All those lifts you speak of live in the static HIT (High Intensity Training) body building field. Ballistic lifting is for power lifters. There are many!!! ways to lift...HIT is one of them and it is good to know as many ways to lift as possible to prevent injury and going stale. It amazes me how many will simply turn away from HIT and not even try it!?


----------



## Hench (May 8, 2013)

The study obviously has it flaws however based on my own training and that of clients Im inclined to agree with his conclusions, despite the somewhat random loading comparison. 

I feel more important to optimum growth is the removal of all momentum from the movement as well as the increased mental focus on maximum muscular contraction associated with that method of execution. Whether this occurs over a 6 second ecc. & con. period, as opposed to 3 seconds in either direction or even something like 6 ecc. &Y 3 con. is secondary in importance to the two factors mentioned previously.


----------



## ak1951 (May 9, 2013)

Hench said:


> The study obviously has it flaws however based on my own training and that of clients Im inclined to agree with his conclusions, despite the somewhat random loading comparison.
> 
> I feel more important to optimum growth is the removal of all momentum from the movement as well as the increased mental focus on maximum muscular contraction associated with that method of execution.
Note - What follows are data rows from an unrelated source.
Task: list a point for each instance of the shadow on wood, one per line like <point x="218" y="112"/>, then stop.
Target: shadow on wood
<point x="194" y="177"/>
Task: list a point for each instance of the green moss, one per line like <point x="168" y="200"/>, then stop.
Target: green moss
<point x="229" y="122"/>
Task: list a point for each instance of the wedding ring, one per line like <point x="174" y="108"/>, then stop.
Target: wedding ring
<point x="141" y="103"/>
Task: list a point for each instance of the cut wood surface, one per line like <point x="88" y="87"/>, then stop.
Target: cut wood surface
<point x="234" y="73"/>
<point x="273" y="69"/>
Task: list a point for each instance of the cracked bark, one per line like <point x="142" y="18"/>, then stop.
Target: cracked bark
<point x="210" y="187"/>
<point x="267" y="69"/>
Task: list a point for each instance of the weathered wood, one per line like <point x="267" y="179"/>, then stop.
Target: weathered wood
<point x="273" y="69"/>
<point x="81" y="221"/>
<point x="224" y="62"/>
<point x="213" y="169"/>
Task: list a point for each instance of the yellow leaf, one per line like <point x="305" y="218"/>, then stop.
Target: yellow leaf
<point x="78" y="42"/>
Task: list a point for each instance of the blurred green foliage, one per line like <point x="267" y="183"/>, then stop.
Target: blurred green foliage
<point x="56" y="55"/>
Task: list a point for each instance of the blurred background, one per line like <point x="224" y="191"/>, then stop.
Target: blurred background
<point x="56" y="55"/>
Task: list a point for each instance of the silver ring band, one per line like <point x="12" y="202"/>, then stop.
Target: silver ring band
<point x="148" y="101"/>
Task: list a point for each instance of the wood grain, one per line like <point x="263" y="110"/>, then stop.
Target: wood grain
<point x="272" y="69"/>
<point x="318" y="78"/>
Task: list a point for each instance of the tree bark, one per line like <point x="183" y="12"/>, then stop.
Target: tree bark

Whether this occurs over a 6 second ecc. & con. period, as opposed to 3 seconds in either direction or even something like 6 ecc. &Y 3 con. is secondary in importance to the two factors mentioned previously.



"is secondary in importance" I have to say that the TUL (time under load) IS very important. In fact it is the bottom line in the high intesity. Without the prolonged TUL then you are simply back to lifting "normally". I will say that when you find you max weight at 4 2 4 lifting (about half of your MR weight) you can play with heavier weights by shortening the TUL as you say. But this is not true HIT lifting...this is of your own design and that is wonderful and a part of my training method. I did a full month of strict HIT lifting and it was an amazing eye opener. I was shaking like a newbe at first. It is a tremendous shock to your nervous system hence the need to stay with lighter weights until you graduate from kindergarten. We started with 3 sets making sure that the last set was just barely 10 reps. I have talked to many people that know of HIT and most all say "that training sucks" because it is not an easy way to lift. But the big boys understand it.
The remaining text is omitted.